Does it matter what my age is, Lord?
—"I Had a Song for the Ages"
Jason is a Christian; although faith doesn't come up often in his songs (on many albums, the only indication of his beliefs is a single-sentence dedication to "Jesus Christ our Lord and Savior" in the liner notes) he has no problem self-identifying as Christian Rock. He doesn't believe there's any real difference between "a Christian band" and "Christians in a band".
Mister Martin's musical career began with his brother Ronnie's techno band (which performed under a variety of names, but ultimately recorded under the moniker Dance House Children). Wanting to do something different, something with guitars, Jason recorded some demos on his own and gave these to Brandon Ebel, who signed Jason to his fledgeling label, Tooth & Nail Records. Jason recruited bandmates from his circle of blue-collar, Southern-California-dwelling, Britpop-listening friends, and Starflyer 59 was born.
(Ronnie Martin, meanwhile, went down his own path, and retooled Dance House Children into the one-man synth-pop band Joy Electric, and was every bit as prolific as his little brother.)
The debut album, Silver, was reverb- and distortion-drenched pop-rock--either one of the final first-wave Shoegazing albums, one of the first post-Shoegazing albums. Sf59's subsequent albums leaned more towards lounge (Gold) and hard rock (Americana), but the shoegaze label stuck, despite Jason's reluctance. After three albums (and some songs intended for a fourth album that were ultimately shelved), Jason decided that he'd finished saying everything he wanted to say with guitar distortion, so it was time to do something different.
Under the influence of the producer and keyboardist Gene "Eugene" Andrusco, Starflyer made an abrupt Genre Shift to a lighter, New Wave-influenced sound with lighter guitars and melodic keyboards. Fans and critics were surprisingly receptive to the New Sound Album The Fashion Focus and its even lighter followup. Then, in 2000, Gene Eugene died.

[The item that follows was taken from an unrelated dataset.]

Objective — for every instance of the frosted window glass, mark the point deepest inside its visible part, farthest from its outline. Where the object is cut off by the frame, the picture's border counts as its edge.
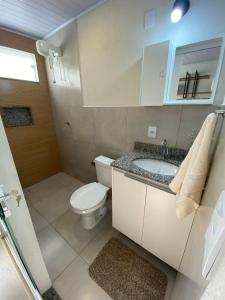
(16, 64)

Jason Martin pressed on, recording a series of albums which all employed wall-of-sound production in different ways. 2001's Leave Here a Stranger evolved the prior albums' pop into a synth-orchestrated Baroque Pop tribute to Pet Sounds. 2003's Old was an energetic, effects-drenched mix of Space Rock and Dream Pop. 2004's I Am the Portuguese Blues was a weird throwback--the shelved post-Americana demos re-recorded as Up to Eleven blues-rock. 2005's Talking Voice vs. Singing Voice was a mellower follow-up to Old, backed by a live string trio.
The production was finally dialed back to Gene Eugene-era levels for My Island, while the speed was cranked up. Subsequent albums continued in the same vein, while adding acoustic guitars and Synth Pop influences (simultaneously) to the mix.
Beginning in 2005 or so, Jason's family ties made it increasingly difficult to go on tour. The last live show was played in 2008, and Starflyer is now a purely studio band. In an interview with a fan website, Jason Martin was asked about the future and replied that his plan was originally to put out 20 albums and then retire.
In 2011, Starflyer 59 parted ways with Tooth & Nail Records. Currently, Jason is raising funds via Kickstarter to produce the next Sf59 album (and he managed to meet the $10,000 goal within the first day of the fundraiser).
- Jason Martin
- Stephen Dail: bass (from Ghosts of the Future to present)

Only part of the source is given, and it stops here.